As you tap your fingers on the steering wheel of your electric car, you look around at all the other vehicles shuffling side-by-side in the city traffic you slowly navigate. A discussion on the radio is alluding to the potential carbon emissions of electric vehicles and suddenly you are listening in rapt attention.
A heated environmentalist rebukes claims that electric cars produce CO2 emissions just as high –– if not higher –– than vehicles that use gasoline. You wonder if there is any merit to the claim. Do electric cars produce a lot of carbon dioxide (CO2)?
What is carbon dioxide (CO2)?
Carbon dioxide is the result of the combustion of organic materials, or fossil fuels, such as peat, petroleum, coal, and natural gas. Many of our daily lives require the use of such combustion for things like basic electricity, heating and cooling our homes, as well as driving our motor vehicles.
Whether you drive an electric vehicle or a car that requires gasoline to fuel its engine your car is creating emissions that contribute to the earth’s greenhouse gas. Greenhouse gas is gas that absorbs into the atmosphere and emits radiant energy that is said to contribute to global warming.
Because of the primary ways in which electric cars produce CO2, some have said they are hardly any help in reducing the amount of carbon emissions produced by road vehicles.
How much CO2 do electric vehicles produce?

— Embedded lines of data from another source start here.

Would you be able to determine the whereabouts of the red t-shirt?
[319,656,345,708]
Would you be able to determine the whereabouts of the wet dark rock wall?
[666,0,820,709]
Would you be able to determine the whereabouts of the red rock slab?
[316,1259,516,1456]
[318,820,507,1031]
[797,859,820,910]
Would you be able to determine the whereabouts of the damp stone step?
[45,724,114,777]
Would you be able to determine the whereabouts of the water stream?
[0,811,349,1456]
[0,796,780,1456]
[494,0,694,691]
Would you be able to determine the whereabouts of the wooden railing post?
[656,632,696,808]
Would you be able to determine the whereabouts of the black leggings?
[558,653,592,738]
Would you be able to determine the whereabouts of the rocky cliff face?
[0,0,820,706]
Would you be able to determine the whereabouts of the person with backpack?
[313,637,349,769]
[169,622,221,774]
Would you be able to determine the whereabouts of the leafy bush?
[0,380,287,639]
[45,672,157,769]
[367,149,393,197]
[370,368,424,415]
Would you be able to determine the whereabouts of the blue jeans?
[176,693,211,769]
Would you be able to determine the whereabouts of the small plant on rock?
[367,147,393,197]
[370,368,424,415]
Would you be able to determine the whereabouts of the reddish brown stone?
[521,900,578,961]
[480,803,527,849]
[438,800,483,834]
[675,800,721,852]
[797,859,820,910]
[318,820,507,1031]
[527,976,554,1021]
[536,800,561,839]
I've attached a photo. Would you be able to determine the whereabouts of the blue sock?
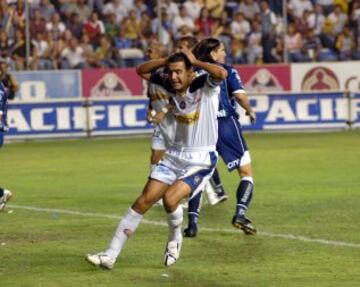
[236,176,254,216]
[188,191,202,228]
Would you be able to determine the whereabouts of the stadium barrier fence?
[6,91,360,140]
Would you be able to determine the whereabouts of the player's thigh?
[132,179,168,214]
[151,149,165,164]
[163,180,191,212]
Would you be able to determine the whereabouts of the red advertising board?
[82,65,291,98]
[236,64,291,92]
[82,68,144,98]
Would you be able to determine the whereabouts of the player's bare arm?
[235,93,256,124]
[136,58,167,81]
[181,48,228,81]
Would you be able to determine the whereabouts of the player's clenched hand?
[146,109,156,123]
[152,111,166,124]
[180,46,197,65]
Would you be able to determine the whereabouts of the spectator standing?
[306,4,325,35]
[260,0,277,63]
[183,0,203,22]
[61,37,88,69]
[84,12,105,46]
[231,12,251,40]
[195,7,214,37]
[45,12,66,41]
[238,0,260,21]
[285,23,304,62]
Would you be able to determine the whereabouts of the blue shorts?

To understand how much an electric vehicle produces, it helps to see where the emissions come from. There are two main causes of carbon emissions from electric cars.
The first cause of carbon emission due to electric vehicles is their manufacture. Making an electric car can produce massive carbon emissions. For instance, the batteries are a huge source of emissions.
According to research done by the Swedish Environment Institute, the moment an electric car is manufactured up to 17.5 tons of carbon dioxide is emitted by the making of the average electric car battery. That measurement is even larger with the production of some of the larger batteries.
To put that into perspective, a conventional internal combustion engine can produce around 45 metric tons of CO2 in a lifecycle of 160,000 miles.
But electric cars are zero emissions, right?
Unfortunately, zero emissions is still a bit of a pipe dream. While electric cars don’t directly emit large amounts of carbon, they may still be producing a lot more than you think. This greatly depends on the local methods for producing electricity.
If you still live in an area in which electricity is still largely a coal-heavy operation, your electric car may not actually make much of an environmental difference. However, if you are lucky enough to reside in an area where the electricity produced uses significantly lower amounts of fossil fuels, then your electric car is more likely to have a positive impact on carbon emissions.
Do electric cars emit a lot of Carbon?
There isn’t really a straight answer to this question. Carbon emissions still come down to several factors. If you are working to reduce your carbon footprint, an electric car can be an effective measure. But, you have to be mindful of the electricity used to charge your battery. In addition, trading your current electric vehicle in for a new one every few years isn’t beneficial to the environment.
Even if it is only by a few tons, most electric cars can emit less carbon dioxide into the atmosphere. But you probably want to keep reusing and recycling too. It looks like an electric car has less impact on carbon emissions than some might think.